Another group of films explores the meaning of belonging and acceptance.

This is England (Best Director, Shane Meadows) is a tale of twelve-year-old Shaun, a fatherless social outcast growing up in Thatcherite England. Over the summer, Shaun falls in with a group of local skinheads. When that group splinters between the mischievous and the malevolent, Shaun must determine the kind of man he will become.

Jury Prize Documentary winner King of Kong introduces us to the clannish world of classic arcade gaming. Billy Mitchell is its rock star - proud and confident, he rules many games, but Donkey Kong mastery is his legacy. Unassuming newcomer Steve Weibe has time on his hands and a knack for pattern recognition. As Steve's emergence threatens Billy's dominance, it sets up a battle of wills that goes beyond the game consoles to the very core of respect.

Bob Bechtel was known as a caring father, a trusted friend, and an esteemed professor. Unknown to most, he was also a cold-blooded killer. The Killer Within begins as Bob reveals his 50-year-old secret that echoes Columbine and Virginia Tech. After facing the reaction from without, Killer turns inward to plumb not only his daughters’ painful adjustment but, after all this time, Bob’s own strange disconnection.

Also of note echoing this theme are the geek-comedy Eagle vs.
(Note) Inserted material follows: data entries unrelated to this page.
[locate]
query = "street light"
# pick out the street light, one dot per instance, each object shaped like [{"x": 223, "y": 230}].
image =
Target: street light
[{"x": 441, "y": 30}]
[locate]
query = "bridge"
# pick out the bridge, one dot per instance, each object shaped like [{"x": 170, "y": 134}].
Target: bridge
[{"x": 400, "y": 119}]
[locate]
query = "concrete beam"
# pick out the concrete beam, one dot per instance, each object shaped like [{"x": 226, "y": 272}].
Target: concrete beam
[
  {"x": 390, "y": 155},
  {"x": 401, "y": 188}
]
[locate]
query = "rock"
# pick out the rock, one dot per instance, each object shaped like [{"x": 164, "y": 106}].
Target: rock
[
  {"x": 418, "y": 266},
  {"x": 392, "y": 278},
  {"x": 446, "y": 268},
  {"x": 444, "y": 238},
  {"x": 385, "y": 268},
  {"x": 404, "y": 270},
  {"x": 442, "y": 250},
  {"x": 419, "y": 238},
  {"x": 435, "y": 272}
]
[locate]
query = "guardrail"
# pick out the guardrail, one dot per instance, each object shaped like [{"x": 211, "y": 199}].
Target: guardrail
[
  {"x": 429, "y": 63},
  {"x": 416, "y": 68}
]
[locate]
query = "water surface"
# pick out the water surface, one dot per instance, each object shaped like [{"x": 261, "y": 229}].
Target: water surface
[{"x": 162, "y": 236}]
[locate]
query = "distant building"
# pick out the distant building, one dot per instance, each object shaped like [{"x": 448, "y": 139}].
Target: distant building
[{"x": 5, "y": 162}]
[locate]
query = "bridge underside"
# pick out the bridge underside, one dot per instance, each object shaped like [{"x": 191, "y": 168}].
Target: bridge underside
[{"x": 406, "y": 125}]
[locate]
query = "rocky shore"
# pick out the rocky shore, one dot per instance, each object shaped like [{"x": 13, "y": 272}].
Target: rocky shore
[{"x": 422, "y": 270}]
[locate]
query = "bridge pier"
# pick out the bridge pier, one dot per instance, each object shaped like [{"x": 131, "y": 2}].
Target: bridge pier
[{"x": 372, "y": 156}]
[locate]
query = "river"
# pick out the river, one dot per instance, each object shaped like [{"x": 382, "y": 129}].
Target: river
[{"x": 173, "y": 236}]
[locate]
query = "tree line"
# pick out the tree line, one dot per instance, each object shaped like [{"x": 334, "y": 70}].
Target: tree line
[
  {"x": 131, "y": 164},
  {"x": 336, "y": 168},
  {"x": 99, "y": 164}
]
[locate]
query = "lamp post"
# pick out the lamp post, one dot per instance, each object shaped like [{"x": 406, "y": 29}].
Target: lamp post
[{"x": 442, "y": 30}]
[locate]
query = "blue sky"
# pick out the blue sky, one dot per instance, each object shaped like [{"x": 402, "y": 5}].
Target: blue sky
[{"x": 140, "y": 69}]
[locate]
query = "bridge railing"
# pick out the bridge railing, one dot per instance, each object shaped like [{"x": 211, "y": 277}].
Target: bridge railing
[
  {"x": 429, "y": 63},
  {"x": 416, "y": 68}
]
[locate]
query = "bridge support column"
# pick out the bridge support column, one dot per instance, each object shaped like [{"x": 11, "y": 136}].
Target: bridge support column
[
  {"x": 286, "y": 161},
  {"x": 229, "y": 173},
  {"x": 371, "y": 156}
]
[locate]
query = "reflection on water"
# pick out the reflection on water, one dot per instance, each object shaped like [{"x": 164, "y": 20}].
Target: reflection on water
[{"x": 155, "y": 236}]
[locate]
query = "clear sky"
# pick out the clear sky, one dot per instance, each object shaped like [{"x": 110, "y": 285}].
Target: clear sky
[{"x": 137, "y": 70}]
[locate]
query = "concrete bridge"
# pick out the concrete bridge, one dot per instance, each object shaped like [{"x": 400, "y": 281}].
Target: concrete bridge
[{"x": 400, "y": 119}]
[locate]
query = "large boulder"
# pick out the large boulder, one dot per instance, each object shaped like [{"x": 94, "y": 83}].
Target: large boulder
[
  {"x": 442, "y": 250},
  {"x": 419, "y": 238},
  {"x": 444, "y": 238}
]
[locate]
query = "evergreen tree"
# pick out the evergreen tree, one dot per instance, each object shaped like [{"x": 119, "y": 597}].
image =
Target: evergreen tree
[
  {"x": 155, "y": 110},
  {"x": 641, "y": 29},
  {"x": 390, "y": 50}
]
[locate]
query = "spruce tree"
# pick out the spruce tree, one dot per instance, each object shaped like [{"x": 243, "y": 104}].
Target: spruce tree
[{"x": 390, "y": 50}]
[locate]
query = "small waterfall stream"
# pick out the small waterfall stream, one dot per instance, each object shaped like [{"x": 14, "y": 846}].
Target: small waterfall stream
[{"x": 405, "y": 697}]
Shark (First Prize, Narrative; Best Actress, Loren Horseley), the light-hearted con of Great World of Sound (Best Actor, Kene Holliday) and the endearing short about a boy, a girl and a goat, My Backyard was a Mountain (Student Jury Winner, Shorts for 10+).

Finale

A fitting end to NIFF's tenth year is Closing Night's star-graced, red carpet, world premiere, Evening - a story that blends Newport, love and the passage of time. Its parting shot leaves us where waves lap against rocky shore and a boat sails into a sun that sets on ten years of film.